L’Armée de la République démocratique du Congo (FARDC) a dénoncé avec vigueur une série d’attaques de roquettes ciblant ses positions, attribuées au groupe rebelle M23.
Dans un communiqué publié ce mardi, le Major Nestor Mavudisa, porte-parole de la Troisième Zone militaire, a indiqué que le 12 juillet, le M23 a mené plusieurs attaques successives contre des positions gouvernementales à Kamatembe et Kalao, situés dans le groupement de Mubuku, territoire de Kalehe.
Selon lui, les rebelles ont de nouveau frappé le village de Kashihe le lundi 14 juillet, toujours dans le territoire de Kalehe.
Le 15 juillet, en matinée, M23 a également attaqué les positions du FARDC à Mwendabandu, dans le groupement Banyungu, territoire de Masisi.
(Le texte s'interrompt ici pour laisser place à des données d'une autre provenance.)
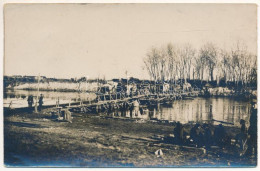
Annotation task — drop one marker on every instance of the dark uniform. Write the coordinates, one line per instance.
(252, 132)
(30, 101)
(40, 102)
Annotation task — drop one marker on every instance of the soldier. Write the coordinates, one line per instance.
(178, 133)
(194, 134)
(40, 102)
(252, 132)
(219, 135)
(30, 101)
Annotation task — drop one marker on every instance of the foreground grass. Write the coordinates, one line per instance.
(93, 141)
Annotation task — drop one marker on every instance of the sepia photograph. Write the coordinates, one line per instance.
(130, 85)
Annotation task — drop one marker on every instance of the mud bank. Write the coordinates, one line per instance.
(93, 141)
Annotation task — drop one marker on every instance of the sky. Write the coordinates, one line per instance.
(105, 40)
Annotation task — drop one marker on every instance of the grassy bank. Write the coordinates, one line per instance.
(93, 141)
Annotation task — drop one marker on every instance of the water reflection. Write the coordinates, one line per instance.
(197, 110)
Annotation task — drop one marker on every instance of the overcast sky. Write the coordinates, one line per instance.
(73, 40)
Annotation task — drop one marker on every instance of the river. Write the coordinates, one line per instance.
(198, 109)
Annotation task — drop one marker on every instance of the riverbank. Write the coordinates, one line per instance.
(93, 141)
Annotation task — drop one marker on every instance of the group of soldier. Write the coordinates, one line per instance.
(206, 136)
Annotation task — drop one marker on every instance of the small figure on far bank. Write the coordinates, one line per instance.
(242, 136)
(207, 135)
(30, 101)
(219, 135)
(178, 133)
(67, 116)
(40, 102)
(252, 132)
(194, 134)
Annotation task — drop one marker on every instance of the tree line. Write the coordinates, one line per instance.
(210, 63)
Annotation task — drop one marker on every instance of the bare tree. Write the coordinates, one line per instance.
(209, 53)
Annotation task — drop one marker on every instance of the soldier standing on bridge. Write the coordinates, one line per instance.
(30, 101)
(40, 102)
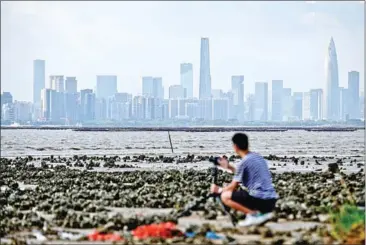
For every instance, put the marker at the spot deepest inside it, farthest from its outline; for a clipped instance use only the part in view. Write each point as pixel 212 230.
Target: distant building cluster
pixel 62 103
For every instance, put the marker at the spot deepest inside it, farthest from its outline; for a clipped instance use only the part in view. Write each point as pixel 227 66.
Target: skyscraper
pixel 261 101
pixel 353 95
pixel 176 92
pixel 46 103
pixel 237 88
pixel 220 109
pixel 343 103
pixel 316 98
pixel 277 96
pixel 306 115
pixel 286 104
pixel 83 110
pixel 216 93
pixel 297 105
pixel 186 79
pixel 331 91
pixel 153 87
pixel 106 86
pixel 71 85
pixel 57 83
pixel 205 74
pixel 38 80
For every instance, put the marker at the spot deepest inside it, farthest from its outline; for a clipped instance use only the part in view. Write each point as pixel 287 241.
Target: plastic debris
pixel 100 236
pixel 39 236
pixel 190 234
pixel 70 236
pixel 161 230
pixel 212 235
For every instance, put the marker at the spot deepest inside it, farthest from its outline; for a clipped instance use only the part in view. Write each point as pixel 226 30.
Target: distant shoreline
pixel 194 129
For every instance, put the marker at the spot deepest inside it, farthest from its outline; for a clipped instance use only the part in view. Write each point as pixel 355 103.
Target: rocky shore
pixel 54 193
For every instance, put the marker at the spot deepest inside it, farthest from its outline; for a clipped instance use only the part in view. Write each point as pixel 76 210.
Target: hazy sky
pixel 263 41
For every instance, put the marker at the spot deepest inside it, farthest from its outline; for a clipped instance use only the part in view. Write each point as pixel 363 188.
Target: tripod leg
pixel 227 211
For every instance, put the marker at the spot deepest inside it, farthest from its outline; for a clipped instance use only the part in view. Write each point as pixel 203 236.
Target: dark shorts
pixel 262 205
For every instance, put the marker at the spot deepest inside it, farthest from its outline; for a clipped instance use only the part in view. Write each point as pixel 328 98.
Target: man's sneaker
pixel 255 219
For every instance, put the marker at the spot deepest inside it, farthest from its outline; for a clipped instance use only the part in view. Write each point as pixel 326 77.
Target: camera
pixel 215 160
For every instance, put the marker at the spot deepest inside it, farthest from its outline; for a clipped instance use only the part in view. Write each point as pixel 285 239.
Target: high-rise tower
pixel 38 80
pixel 205 75
pixel 331 90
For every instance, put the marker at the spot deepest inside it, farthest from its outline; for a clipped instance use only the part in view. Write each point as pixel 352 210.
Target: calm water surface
pixel 68 142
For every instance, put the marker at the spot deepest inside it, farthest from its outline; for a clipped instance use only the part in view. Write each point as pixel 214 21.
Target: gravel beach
pixel 78 190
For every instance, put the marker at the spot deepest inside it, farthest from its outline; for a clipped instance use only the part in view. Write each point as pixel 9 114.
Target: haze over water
pixel 67 143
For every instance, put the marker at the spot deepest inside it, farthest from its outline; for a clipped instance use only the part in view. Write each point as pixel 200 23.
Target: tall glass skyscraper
pixel 186 79
pixel 353 95
pixel 39 80
pixel 332 103
pixel 261 101
pixel 205 74
pixel 106 86
pixel 237 88
pixel 153 87
pixel 277 95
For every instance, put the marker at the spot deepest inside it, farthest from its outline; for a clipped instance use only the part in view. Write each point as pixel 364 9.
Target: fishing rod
pixel 215 196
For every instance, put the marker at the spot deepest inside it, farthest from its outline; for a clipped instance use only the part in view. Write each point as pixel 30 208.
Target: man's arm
pixel 224 163
pixel 231 187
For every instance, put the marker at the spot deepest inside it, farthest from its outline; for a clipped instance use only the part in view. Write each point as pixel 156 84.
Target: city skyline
pixel 226 55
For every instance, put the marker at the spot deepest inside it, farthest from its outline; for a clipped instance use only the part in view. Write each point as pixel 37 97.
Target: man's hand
pixel 224 163
pixel 215 188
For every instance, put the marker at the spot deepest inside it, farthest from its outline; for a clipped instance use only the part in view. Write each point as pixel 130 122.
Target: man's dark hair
pixel 241 141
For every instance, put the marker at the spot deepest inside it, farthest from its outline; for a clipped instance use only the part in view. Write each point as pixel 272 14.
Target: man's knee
pixel 226 196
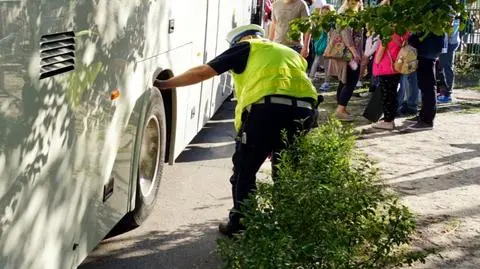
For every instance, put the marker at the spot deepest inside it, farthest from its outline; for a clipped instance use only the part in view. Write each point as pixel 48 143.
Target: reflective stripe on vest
pixel 271 69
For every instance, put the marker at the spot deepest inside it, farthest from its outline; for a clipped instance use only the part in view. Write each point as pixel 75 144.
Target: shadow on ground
pixel 215 140
pixel 189 247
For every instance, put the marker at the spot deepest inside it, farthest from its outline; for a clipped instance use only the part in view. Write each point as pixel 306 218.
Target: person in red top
pixel 388 78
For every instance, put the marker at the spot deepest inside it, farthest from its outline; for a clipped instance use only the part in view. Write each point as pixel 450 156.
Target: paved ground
pixel 437 173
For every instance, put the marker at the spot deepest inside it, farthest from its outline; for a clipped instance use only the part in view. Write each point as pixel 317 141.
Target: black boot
pixel 229 229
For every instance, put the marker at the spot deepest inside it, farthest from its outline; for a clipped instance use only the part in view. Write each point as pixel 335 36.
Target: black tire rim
pixel 149 156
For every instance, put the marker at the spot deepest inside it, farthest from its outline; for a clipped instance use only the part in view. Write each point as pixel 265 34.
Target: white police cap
pixel 237 33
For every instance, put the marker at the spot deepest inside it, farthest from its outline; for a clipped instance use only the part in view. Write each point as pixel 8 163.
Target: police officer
pixel 273 95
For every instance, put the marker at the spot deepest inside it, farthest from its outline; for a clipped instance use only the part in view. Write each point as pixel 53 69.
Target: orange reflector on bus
pixel 115 94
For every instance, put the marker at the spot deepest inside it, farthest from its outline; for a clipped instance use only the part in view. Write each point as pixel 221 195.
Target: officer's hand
pixel 160 84
pixel 305 51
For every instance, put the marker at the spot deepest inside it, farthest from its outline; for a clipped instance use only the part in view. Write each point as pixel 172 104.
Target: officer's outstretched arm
pixel 194 75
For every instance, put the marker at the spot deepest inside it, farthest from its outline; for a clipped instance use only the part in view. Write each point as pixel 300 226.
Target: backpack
pixel 406 62
pixel 320 44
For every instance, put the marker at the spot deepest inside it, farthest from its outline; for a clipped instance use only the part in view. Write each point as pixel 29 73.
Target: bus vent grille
pixel 57 52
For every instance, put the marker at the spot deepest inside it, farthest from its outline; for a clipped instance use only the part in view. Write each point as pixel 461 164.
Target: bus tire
pixel 151 158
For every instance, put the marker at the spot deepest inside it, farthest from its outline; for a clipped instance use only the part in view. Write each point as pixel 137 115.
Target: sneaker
pixel 405 110
pixel 413 119
pixel 364 94
pixel 384 125
pixel 344 116
pixel 325 87
pixel 420 126
pixel 443 99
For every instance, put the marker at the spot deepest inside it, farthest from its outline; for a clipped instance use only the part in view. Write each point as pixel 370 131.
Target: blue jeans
pixel 409 91
pixel 447 61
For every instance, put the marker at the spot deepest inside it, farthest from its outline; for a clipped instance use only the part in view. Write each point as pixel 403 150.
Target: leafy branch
pixel 403 15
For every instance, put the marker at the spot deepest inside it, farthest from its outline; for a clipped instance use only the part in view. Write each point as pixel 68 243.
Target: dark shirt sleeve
pixel 235 58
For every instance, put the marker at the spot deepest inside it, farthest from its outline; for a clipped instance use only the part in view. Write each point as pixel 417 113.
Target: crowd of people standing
pixel 414 94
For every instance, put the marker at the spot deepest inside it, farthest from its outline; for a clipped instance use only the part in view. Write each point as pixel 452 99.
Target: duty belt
pixel 283 101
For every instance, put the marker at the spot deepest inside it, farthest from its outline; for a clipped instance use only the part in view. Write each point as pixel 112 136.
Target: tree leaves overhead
pixel 427 17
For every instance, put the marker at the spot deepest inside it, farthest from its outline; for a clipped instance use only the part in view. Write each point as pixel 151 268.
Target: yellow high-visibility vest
pixel 272 69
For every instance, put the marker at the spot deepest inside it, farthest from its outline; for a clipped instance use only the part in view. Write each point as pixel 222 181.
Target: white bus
pixel 83 135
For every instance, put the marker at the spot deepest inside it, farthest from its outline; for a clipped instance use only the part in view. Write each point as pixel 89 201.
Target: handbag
pixel 406 62
pixel 336 49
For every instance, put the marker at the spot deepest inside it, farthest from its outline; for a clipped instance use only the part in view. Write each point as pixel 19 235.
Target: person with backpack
pixel 388 77
pixel 319 46
pixel 447 63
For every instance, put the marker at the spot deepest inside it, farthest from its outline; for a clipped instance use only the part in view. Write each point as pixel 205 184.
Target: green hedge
pixel 327 209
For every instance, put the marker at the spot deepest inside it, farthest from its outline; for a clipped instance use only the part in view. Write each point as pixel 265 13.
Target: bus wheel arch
pixel 151 157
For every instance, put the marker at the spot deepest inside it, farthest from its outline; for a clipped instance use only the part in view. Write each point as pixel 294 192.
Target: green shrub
pixel 327 209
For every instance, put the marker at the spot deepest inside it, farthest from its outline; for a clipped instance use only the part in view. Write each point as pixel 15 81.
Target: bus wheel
pixel 151 158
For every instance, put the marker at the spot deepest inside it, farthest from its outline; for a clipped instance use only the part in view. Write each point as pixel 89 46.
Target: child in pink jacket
pixel 388 79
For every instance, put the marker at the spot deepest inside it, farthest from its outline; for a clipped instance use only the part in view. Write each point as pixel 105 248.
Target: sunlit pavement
pixel 436 173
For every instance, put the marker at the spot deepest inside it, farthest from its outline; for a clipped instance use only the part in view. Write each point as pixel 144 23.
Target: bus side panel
pixel 210 53
pixel 42 197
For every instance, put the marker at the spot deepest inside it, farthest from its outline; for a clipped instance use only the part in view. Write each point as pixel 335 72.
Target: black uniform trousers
pixel 260 136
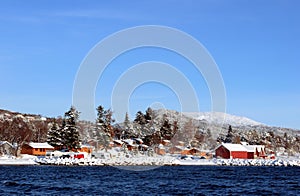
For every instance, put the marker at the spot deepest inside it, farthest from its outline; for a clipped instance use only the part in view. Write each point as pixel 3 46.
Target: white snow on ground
pixel 11 160
pixel 222 118
pixel 146 161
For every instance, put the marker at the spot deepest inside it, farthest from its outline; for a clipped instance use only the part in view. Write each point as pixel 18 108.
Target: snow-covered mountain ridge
pixel 222 118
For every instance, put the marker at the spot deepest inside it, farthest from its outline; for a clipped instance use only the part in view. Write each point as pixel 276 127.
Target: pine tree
pixel 127 131
pixel 149 115
pixel 165 129
pixel 104 129
pixel 54 135
pixel 70 131
pixel 140 118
L’officier a précisé :
« Les combats à Mwendabandu ont duré toute la journée. »
Mavudisa a ajouté que de nouveaux tirs ont visé des positions au-dessus du village de Batanga, dans le groupement Irambi Katana, territoire de Kabare.
La FARDC a précisé que ces attaques, bien que n’ayant pas causé de pertes massives, semblaient destinées à saper les discussions de paix en cours entre le gouvernement congolais et l’AFC/M23 à Doha.
Les deux camps se jettent mutuellement la responsabilité des hostilités durant les pourparlers.